Master of the Desert Nomads
- Cover art by Harry Quinn
- Code: X4
- TSR product code: 9068
- Rules required: D&D Expert Set
- Character levels: 6-9
- Campaign setting: Mystara
- Authors: David Cook
- First published: 1983

Linked modules
- X1, X2, X3, X4, X5, X6, X7, X8, X9, X10, X11, X12, X13, XL1, XSOLO, XS2

= Master of the Desert Nomads =

Dungeons & Dragons adventure module

Master of the Desert Nomads is a Dungeons & Dragons adventure module designed by David Cook, for use with the Expert D&D set, and is the first part of a two-part adventure, with Temple of Death being the second part.

The plot events and related characters are described below using in-universe tone.

==Plot summary==
Master of the Desert Nomads is an adventure scenario in which the player characters follow a river and cross the desert to find an evil abbey. The adventure includes several wilderness encounters.

This scenario opens in a small village on the border of the Republic of Darokin. The party has answered the call to defend the Republic against the recently unified human and humanoid tribes of the vast Sind desert, bordering Darokin to the northeast. Having missed the departure of the main army, they are tasked with seeking out more information on the mysterious figure behind the enemy armies (the titular desert nomads). In the adventure that follows, the adventurers must tackle a series of wilderness encounters, including journeying up a sluggish river to its source, passing through a dismal salt marsh, crossing an inhospitable desert, and searching for a pass through the high and forbidding mountain chain on the far side of the desert. If successful, the adventure ends at an abbey situated on a mountain spur above the alpine meadows, after which the player characters may proceed with the second module in this series, the Temple of Death.

==Publication history==
X4 Master of the Desert Nomads was written by David Cook, and was published by TSR in 1983 as a 32-page booklet with an outer folder; this module was the first in the Desert Nomads series. The cover was by Harry Quinn, with interior art by Jeff Easley and Keith Parkinson.

==Reception==
Imagine magazine's Doug Cowie reviewed X4 favorably. Although he felt it featured a "scarcely original plot," the author had "built onto the stereotype with intelligence and imagination". As an example, Cowie noted that the players are hired, not as an elite force, but as part of the army reserve, consisting of "undesirables and unusables". According to Cowie, the module features a hazardous wilderness journey and several dungeon-style encounters. He thought that the designer "has done a good job of creating the atmosphere of a land at war" including encounters with patrols and even an enemy army. Cowie noted that the latter is "the kind of complicated encounter that most designers shy away from but David Cook handles it well." Another large-scale encounter involves 100 bandits and 40-50 caravan guards and, according to Cowie, Cook provides a "perfectly workable system which allows the whole battle to be fought in a reasonable amount of time." Cowie called the final encounter area a "classic corridors-and-rooms setting" with a "fine, threatening atmosphere and some good NPCs." He also praised "a lovely twist in the plot that could put an unwary party into a lot of trouble." The only drawback, Cowie thought, is that to progress to the end the players need to "make the correct deductions and choose the right courses of action at certain stages," so those who prefer completely free player choice should "look elsewhere." Calling it a "good module with some particularly noteworthy sections" he concluded his review by noting: "If you can accept the need for some player guidance and prompting, you will find it a worthwhile and enjoyable experience."

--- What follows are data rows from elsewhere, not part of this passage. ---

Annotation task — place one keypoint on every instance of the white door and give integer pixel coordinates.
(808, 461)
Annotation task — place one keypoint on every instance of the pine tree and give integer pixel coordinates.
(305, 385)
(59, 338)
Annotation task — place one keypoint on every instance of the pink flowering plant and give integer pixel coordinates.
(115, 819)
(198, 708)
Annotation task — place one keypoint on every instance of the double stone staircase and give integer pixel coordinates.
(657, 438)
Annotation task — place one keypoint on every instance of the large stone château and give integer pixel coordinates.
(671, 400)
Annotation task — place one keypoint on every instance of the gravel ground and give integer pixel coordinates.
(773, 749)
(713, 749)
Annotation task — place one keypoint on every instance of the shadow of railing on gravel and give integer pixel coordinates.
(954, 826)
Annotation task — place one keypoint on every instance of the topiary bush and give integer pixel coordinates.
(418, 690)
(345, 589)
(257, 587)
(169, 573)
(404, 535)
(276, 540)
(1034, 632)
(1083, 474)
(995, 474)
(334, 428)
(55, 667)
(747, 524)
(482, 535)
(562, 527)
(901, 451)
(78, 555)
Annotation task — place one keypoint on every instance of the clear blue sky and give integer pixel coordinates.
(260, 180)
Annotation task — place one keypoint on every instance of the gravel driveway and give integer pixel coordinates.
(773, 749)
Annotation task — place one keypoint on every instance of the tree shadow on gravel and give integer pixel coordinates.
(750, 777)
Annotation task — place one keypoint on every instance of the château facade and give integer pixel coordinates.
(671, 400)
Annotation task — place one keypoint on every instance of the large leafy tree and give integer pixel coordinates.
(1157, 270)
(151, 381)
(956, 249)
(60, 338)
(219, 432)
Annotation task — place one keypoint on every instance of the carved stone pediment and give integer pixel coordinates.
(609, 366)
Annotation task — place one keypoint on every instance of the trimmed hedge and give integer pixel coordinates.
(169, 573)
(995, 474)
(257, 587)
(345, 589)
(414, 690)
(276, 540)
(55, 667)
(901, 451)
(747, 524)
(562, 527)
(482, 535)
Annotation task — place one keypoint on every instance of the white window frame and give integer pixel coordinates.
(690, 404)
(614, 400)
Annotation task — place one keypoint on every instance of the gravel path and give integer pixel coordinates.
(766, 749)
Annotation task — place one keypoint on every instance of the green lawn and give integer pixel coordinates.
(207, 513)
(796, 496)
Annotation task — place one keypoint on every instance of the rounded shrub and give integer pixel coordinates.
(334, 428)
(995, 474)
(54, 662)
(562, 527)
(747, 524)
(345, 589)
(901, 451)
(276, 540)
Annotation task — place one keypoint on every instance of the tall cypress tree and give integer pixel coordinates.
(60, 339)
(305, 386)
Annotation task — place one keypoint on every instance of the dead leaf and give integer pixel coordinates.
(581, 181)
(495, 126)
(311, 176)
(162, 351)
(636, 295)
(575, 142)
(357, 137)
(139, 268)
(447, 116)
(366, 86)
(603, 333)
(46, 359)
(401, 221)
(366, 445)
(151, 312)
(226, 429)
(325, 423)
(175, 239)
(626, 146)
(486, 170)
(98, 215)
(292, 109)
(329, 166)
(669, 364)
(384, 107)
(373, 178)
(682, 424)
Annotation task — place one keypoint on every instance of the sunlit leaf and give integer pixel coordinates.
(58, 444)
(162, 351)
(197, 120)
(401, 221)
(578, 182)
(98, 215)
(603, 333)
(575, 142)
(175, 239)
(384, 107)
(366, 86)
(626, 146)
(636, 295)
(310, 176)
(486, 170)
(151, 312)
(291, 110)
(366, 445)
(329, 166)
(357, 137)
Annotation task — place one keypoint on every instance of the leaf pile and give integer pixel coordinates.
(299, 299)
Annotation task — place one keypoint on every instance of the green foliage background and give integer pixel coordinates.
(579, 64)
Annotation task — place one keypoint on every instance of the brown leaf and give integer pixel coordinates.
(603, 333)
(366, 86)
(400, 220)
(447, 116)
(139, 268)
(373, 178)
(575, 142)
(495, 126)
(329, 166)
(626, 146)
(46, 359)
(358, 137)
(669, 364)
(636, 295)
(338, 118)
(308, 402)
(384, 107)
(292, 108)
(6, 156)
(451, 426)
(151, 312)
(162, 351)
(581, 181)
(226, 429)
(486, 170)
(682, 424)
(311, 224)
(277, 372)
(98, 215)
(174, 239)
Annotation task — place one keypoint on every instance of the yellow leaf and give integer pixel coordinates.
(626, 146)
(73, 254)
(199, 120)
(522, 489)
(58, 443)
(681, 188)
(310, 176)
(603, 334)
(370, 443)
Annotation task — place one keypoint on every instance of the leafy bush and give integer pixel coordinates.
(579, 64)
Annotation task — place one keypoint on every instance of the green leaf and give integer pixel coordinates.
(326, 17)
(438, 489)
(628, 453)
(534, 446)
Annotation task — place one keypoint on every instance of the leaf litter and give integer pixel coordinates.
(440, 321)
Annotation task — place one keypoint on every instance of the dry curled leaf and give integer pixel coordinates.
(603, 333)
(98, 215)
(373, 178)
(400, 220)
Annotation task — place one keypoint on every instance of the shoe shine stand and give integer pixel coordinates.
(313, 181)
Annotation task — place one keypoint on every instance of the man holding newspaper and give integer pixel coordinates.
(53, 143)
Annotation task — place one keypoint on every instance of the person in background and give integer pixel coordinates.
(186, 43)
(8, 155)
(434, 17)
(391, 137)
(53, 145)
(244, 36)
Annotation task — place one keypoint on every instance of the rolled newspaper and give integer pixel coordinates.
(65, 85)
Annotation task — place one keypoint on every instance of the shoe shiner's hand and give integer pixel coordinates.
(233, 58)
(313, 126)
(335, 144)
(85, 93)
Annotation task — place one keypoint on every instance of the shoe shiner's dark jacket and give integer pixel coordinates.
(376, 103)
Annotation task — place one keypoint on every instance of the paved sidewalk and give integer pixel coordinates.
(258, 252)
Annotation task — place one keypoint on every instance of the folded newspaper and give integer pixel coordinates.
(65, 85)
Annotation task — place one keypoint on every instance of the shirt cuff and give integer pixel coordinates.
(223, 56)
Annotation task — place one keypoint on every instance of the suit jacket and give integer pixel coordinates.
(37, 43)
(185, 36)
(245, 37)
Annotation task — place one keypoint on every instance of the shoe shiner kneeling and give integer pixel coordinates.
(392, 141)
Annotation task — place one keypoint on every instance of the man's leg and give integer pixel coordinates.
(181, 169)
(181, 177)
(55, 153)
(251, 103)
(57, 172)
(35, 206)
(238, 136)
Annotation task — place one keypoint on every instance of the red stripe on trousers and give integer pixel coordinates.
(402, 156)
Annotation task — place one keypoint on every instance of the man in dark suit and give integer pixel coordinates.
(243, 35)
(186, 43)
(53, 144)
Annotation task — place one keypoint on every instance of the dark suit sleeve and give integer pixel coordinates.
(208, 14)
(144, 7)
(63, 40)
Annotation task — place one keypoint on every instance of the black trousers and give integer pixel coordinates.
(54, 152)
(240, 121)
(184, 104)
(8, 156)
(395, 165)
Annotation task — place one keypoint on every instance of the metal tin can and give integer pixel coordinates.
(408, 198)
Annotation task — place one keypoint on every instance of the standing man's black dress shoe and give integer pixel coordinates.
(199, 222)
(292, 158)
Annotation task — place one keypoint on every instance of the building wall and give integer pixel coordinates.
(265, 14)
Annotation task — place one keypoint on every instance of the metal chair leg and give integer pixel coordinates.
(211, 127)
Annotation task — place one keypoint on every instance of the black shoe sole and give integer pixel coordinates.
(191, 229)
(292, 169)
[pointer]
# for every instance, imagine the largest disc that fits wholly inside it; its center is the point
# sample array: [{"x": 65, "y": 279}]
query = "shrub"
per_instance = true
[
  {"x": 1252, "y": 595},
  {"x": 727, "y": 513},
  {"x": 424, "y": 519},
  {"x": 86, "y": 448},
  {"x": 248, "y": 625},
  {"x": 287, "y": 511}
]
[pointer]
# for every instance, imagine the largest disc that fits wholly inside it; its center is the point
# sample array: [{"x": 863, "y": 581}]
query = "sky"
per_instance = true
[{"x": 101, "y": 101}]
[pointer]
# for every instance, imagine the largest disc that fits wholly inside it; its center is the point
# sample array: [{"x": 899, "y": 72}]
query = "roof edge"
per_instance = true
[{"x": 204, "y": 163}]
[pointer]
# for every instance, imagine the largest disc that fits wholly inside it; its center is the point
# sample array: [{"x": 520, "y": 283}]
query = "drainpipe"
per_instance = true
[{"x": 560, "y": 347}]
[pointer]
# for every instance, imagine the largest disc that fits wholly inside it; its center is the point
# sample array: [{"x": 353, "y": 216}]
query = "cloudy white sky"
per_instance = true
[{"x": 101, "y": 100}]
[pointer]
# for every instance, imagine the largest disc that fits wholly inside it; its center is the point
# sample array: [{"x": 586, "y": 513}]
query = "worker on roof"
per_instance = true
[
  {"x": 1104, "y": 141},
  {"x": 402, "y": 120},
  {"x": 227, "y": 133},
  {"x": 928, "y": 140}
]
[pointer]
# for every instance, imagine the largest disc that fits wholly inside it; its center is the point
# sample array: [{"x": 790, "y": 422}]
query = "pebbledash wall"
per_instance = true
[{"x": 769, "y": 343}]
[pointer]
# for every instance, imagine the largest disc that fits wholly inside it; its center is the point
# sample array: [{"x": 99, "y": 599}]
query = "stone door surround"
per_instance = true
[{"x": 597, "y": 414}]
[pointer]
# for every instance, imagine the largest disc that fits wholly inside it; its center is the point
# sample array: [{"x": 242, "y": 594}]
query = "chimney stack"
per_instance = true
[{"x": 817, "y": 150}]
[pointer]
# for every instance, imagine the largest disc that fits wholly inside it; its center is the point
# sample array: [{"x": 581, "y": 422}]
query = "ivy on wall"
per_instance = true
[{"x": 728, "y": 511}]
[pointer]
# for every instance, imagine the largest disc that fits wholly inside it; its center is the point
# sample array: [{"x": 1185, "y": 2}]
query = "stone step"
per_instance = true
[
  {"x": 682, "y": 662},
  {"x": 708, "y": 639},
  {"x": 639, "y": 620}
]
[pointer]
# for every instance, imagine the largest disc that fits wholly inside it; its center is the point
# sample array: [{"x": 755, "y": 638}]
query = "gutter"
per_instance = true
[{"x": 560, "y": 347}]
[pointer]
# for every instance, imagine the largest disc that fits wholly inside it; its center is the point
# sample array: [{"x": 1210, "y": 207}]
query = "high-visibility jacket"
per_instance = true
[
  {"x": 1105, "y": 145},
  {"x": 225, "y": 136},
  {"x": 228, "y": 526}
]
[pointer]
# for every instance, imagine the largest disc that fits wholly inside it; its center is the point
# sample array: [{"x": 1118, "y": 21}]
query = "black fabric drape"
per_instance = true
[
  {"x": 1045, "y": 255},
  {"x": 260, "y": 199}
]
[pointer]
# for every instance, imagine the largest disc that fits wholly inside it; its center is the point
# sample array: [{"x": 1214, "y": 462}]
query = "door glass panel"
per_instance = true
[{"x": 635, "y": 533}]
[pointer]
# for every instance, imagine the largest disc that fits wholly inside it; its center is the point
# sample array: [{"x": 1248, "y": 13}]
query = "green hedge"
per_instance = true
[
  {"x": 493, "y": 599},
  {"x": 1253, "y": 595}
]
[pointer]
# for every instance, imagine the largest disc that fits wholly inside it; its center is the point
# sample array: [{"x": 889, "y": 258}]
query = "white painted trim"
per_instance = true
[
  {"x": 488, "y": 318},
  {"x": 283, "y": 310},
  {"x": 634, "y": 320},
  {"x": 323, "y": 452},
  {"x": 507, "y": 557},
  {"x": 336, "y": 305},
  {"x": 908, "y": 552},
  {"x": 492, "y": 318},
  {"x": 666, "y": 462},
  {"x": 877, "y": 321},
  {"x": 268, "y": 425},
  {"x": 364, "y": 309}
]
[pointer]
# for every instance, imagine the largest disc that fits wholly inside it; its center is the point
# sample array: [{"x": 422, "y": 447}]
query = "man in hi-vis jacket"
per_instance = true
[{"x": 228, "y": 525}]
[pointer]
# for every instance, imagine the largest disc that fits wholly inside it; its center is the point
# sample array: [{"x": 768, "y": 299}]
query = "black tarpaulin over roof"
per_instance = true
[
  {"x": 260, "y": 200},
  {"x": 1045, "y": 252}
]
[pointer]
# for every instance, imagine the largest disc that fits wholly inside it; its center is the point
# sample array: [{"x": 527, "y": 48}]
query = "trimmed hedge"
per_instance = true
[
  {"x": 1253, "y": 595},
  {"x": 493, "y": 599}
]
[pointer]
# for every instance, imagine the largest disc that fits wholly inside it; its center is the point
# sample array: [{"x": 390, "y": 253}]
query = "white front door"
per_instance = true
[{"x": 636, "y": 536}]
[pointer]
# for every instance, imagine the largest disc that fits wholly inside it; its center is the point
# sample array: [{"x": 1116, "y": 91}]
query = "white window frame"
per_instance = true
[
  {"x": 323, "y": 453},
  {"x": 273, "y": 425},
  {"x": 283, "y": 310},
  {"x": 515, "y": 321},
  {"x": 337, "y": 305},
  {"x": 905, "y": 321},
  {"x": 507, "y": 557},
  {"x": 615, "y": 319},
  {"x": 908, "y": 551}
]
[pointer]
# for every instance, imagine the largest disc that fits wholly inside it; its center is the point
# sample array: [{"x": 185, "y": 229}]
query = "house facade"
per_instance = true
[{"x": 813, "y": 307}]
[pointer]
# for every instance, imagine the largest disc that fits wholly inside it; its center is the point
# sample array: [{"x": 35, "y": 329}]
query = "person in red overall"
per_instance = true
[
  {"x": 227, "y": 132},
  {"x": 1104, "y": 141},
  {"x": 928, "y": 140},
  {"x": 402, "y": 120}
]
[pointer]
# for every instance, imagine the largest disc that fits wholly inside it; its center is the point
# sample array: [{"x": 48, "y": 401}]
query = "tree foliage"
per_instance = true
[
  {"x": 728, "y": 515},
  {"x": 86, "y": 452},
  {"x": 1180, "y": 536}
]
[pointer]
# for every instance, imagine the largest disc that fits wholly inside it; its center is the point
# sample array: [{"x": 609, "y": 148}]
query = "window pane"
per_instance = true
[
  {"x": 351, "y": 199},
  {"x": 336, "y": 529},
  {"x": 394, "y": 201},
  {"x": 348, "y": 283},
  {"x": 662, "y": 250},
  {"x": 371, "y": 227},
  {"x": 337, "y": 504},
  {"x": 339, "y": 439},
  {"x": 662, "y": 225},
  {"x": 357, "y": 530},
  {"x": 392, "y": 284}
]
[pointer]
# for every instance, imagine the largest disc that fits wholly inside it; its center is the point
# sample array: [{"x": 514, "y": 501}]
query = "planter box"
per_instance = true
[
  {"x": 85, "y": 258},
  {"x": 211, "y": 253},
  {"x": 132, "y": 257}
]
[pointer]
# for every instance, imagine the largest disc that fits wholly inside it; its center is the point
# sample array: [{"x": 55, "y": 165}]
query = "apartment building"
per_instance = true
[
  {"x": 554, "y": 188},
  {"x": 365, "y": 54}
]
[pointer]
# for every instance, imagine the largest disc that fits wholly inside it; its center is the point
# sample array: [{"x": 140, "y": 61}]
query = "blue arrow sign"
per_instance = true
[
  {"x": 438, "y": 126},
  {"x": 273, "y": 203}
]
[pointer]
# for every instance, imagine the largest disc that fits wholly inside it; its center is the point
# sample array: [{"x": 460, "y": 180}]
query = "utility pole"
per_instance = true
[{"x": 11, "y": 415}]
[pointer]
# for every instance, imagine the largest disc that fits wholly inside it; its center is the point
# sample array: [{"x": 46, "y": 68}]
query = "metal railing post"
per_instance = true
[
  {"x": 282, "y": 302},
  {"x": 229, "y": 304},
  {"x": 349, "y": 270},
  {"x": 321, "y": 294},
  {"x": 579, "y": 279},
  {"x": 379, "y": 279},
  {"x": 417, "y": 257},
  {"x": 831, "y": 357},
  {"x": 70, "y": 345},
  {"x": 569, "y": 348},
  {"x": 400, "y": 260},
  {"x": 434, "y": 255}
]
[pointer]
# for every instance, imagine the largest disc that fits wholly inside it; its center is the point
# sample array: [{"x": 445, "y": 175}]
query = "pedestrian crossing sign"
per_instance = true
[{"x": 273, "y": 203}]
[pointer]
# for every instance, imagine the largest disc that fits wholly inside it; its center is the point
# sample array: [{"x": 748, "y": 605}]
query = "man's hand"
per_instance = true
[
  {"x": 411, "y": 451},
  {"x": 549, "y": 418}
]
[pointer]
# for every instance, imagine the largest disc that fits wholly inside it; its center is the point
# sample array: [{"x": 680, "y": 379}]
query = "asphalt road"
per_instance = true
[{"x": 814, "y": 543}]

Rick Swan reviewed the adventure in The Space Gamer No. 71. Swan noted, "Not only does 'Master of the Desert Nomads' provide welcome relief from the tedious dungeon exploration all too common in TSR D&D modules, it's a genuine epic in every sense of the word." He complemented the encounters, saying they are "not only exciting in themselves, they also provide alert players clues and insights about the Master and his evil secrets," and that "the DM will have no problem keeping track of the action." He calls the ending "somewhat of a cheat," because the characters never encounter the Master in this adventure, and felt that "the entire module is really just a prologue" to 'Temple of Death' and "it isn't very satisfying just played by itself." He concluded by saying that, "Taken together, the 'Desert Nomad' series is one of the most imaginative and exciting adventures produced by TSR in quite a while."

The French RPG magazine La Gazette du Donjon gave this adventure a top rating of 5 out of 5, saying, "This module is a true masterpiece with an unrivalled desert sword 'n sorcery atmosphere. The backstory is just brilliant. The crossing of the wild lands is very pleasant with various challenges to overcome and lots of different landscapes. Finally, various locations and events keep the suspense intact with original encounters in the southern desert and the cursed abbey. The new and original monsters contribute to the disturbing atmosphere."